Some studies have also raised questions on the ability of judges to make accurate assessment of the testimonies and establish loopholes. As a result, the judges rely on the jurors to determine the credibility of the statements. As noted earlier, studies have indicated that the jurors too are also ill equipped to determine the factors influencing credibility of the accounts. The dependability between these two judicial officers (with limited ability of establishing the eyewitness credibility) increases the risks of sentencing innocent individual.
In summary, eyewitness accounts play an essential role criminal justice system. However, it also exposes the suspects to unfair judgment in scenarios where the witnesses provide inaccurate accounts. Therefore, it is necessary for all the judicial officers to have hold high moral standards and also get trained on establishing credibility of eyewitness account.

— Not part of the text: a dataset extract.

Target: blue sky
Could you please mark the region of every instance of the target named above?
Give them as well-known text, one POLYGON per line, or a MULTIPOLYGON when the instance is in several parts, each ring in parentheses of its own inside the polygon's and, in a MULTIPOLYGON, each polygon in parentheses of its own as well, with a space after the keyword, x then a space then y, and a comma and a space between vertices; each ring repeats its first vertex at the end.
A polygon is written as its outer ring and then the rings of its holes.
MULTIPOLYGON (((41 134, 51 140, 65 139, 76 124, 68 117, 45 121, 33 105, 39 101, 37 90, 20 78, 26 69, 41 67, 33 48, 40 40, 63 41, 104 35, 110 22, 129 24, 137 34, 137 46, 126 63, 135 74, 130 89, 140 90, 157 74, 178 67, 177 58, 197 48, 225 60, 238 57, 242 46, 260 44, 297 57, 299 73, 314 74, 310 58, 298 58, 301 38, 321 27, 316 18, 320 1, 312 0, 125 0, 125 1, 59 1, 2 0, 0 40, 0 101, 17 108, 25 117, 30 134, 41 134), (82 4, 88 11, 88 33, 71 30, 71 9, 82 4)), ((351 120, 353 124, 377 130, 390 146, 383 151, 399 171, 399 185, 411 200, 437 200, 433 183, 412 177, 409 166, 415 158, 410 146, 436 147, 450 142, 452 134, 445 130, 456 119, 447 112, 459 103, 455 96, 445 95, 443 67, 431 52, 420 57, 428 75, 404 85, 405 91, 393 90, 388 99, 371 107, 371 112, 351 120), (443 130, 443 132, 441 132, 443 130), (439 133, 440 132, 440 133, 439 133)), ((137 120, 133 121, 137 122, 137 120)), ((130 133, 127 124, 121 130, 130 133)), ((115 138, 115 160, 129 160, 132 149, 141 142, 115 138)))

The Innocence Project. Eyewitness Misidentification. (2014). Retrieved September 11, 2018, from http://www.innocenceproject.org/understand/Eyewitness-Misidentification.php
Gross, S., & Shaffer, M. (2012). Exonerations in the United States, 1989-2012: Report by the National Registry of Exoneration. Retrieved September 11, 2018, from http://www.law.umich.edu/special/exoneration/Documents/exonerations_us_1989_2012_full_report.pdf
Smith, A., & Cutler, B. (2013). Introduction: identification procedures and conviction of the innocent. In: Cutler BL, editor. , editor. Reform of Eyewitness Identification Procedures. Washington, DC: American Psychological Association.
Wise, R., Sartori, G., Magnussen, S., & Safer, M. A. (2014). An Examination of the Causes and Solutions to Eyewitness Error. Front Psychiatry,5.102.